Cleaner way to replace values in a tibble list

Question

I’m trying to come up with a cleaner way (less typing) to replace values in lists in a large tibble. From looking around online, it seems common to use subsetting rather than $ to replace values, like this:

mtcars["cyl"][mtcars["cyl"] == 4] <- 6

I would like to do this with less code because I need to do it manually (with different replacements) 2-3 times for over 200 columns in this tibble. My tibble name and column names are also pretty long, making this cumbersome.

I tried to write my own function that did the same thing, but I couldn’t get it to work:

val_set <- function(df, column, old_value, replace) {
  df[column][df[column] == old_value] <- replace
}

Then I learned about the replace function, but I can only make it work with $ and not []. And when I go to check on the change with View(), the values remain unchanged. Does that have to do with using $ vs []?
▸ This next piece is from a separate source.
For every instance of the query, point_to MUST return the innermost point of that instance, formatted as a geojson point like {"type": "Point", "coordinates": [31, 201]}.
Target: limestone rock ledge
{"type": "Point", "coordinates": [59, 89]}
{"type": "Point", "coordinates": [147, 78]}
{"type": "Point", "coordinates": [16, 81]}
replace(mtcars$cyl, mtcars$cyl == 4, 6)

What is the safest and fastest way to do this?

Answer 1

It is just that we need to assign it back to the object

val_set <- function(df, column, old_value, replace) {
  df[[column]][df[[column]] == old_value] <- replace
  df
}
mtcars <- val_set(mtcars, 'cyl', 4, 6)

Now, check the 'mtcars' 'cyl' column

mtcars$cyl
 [1] 6 6 6 6 8 6 8 6 6 6 6 8 8 8 8 8 8 6 6 6 6 8 8 8 8 6 6 6 8 6 8 6

Answer 2

You can use within and avoid making your own custom function. That makes the code cleaner and more legible.

within(mtcars, cyl[cyl == 4] <- 6)

Answer 3

As you mentioned in the second part of your question on using replace I think you should treat column names as characters. Change your code to this:

replace(mtcars["cyl"], mtcars["cyl"] == 4, 6)